State formation and greatness

From the 1300s, several state formation grew in central Africa. Some of these had a developed culture with extensive economic activity and complex administrative structures. The oldest one was probably the Teke kingdom in the west, while the dominant kingdom was the Congo kingdom, which extended over a large area in the west, as well as in the north of present-day Angola – from the Congo River in the north to Luanda in the south. This realm was created, among other things, through alliances with other kingdoms, such as Tio and Loango, both north of the river, in today’s Congo (Brazzaville).

Through explorers, traders and missionaries, the Congo State was in close contact with Portugal from about 1480, as well as other state formation in the area. The establishment of Portuguese rule in Angola in the late 16th century weakened Congo’s influence in the south, at the same time as the kingdom underwent new territories in the east. Congo’s heyday was during King Affonso 1 (reign 1506-1543); a hundred years later it dissolved. An agreement with Holland in 1641 led to invasion by the Portuguese colony of Angola in 1665, when King Antonio 1 was defeated at the Battle of Mbwila.

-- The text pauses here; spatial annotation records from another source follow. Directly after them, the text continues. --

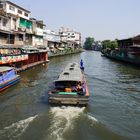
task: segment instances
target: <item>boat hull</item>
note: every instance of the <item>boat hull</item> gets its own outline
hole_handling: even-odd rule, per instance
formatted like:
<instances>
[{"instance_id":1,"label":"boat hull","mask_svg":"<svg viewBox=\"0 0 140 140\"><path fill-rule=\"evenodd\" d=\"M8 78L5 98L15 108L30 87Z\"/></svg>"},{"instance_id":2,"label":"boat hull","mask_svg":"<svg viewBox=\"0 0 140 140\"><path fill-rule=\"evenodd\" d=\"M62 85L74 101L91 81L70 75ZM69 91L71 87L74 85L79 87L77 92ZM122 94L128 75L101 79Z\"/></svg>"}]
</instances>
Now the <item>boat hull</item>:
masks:
<instances>
[{"instance_id":1,"label":"boat hull","mask_svg":"<svg viewBox=\"0 0 140 140\"><path fill-rule=\"evenodd\" d=\"M89 97L87 96L72 96L72 95L56 95L49 94L49 103L57 105L84 105L88 104Z\"/></svg>"},{"instance_id":2,"label":"boat hull","mask_svg":"<svg viewBox=\"0 0 140 140\"><path fill-rule=\"evenodd\" d=\"M13 85L15 85L15 84L17 84L19 81L20 81L20 76L17 75L15 78L10 79L10 80L0 84L0 92L9 88L9 87L11 87L11 86L13 86Z\"/></svg>"}]
</instances>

Angola gave up the attempt to conquer Congo, but the kingdom disintegrated, much because of internal strife.

Another dominant state at this time was Luba in the southern part of modern Congo. At the same time, in the 17th century, the neighboring Lund Empire grew to the south, to today’s Angola and Zambia. Luba-Lunda developed an association with several autonomous kingdoms, of which Kazembe was the largest, and made up the majority of the modern Katanga region. Other minor kingdoms were Mwata Yamo and Cuba. By the end of the 19th century, these states were weakened by Arab slave traders and European colonialists, as well as internal strife and external attacks.

European exploitation and Slavery

In the 18th century much of the political structure of Central Africa was changed, with trade networks, not states, becoming the dominant factor – accelerated by the growing trade with Europe and Brazil. The social and political structures in Congo were significantly changed as a result of the increased scope of human trafficking. Around the middle of the 19th century, slaves were gradually replaced by other goods; in Congo especially of raw rubber towards the end of the century. The other major export was still ivory. The reason was both the abolition of slavery and the rise of industry in the West; The slave trade eastward continued until the turn of the century.

The Portuguese established early trade on the Congo coast, especially based on contacts with the Kingdom. The Dutch started trading, especially with Loango, in the early 1600s. The most important commodities were long slaves and ivory; Loango also exported copper. The need for slaves in Brazil and the Caribbean increased demand and brought a steady supply until the 19th century. African kingdoms even engaged slave teams, especially prisoners of war and criminals, and provided the Portuguese with slaves. From the east, Afro Arabs operated a slave trade based in Zanzibar. This trade was later followed by systematic forced labor; in fact slave labor in the Free State of Congo and Belgian Congo.

The Portuguese were looking for the supposed gold deposits in Congo, but the Congo State retained control over the extraction of copper and iron. Later, under Belgian rule, mineral extraction became the foremost source of income from the colony. Trade with Europeans was very skewed, with large wealth being carried out of the Congo, but few real values ​​returned as payment. Around 1900, Congo was the most profitable colony in Africa – based on exports of rubber and ivory, collected through forced labor.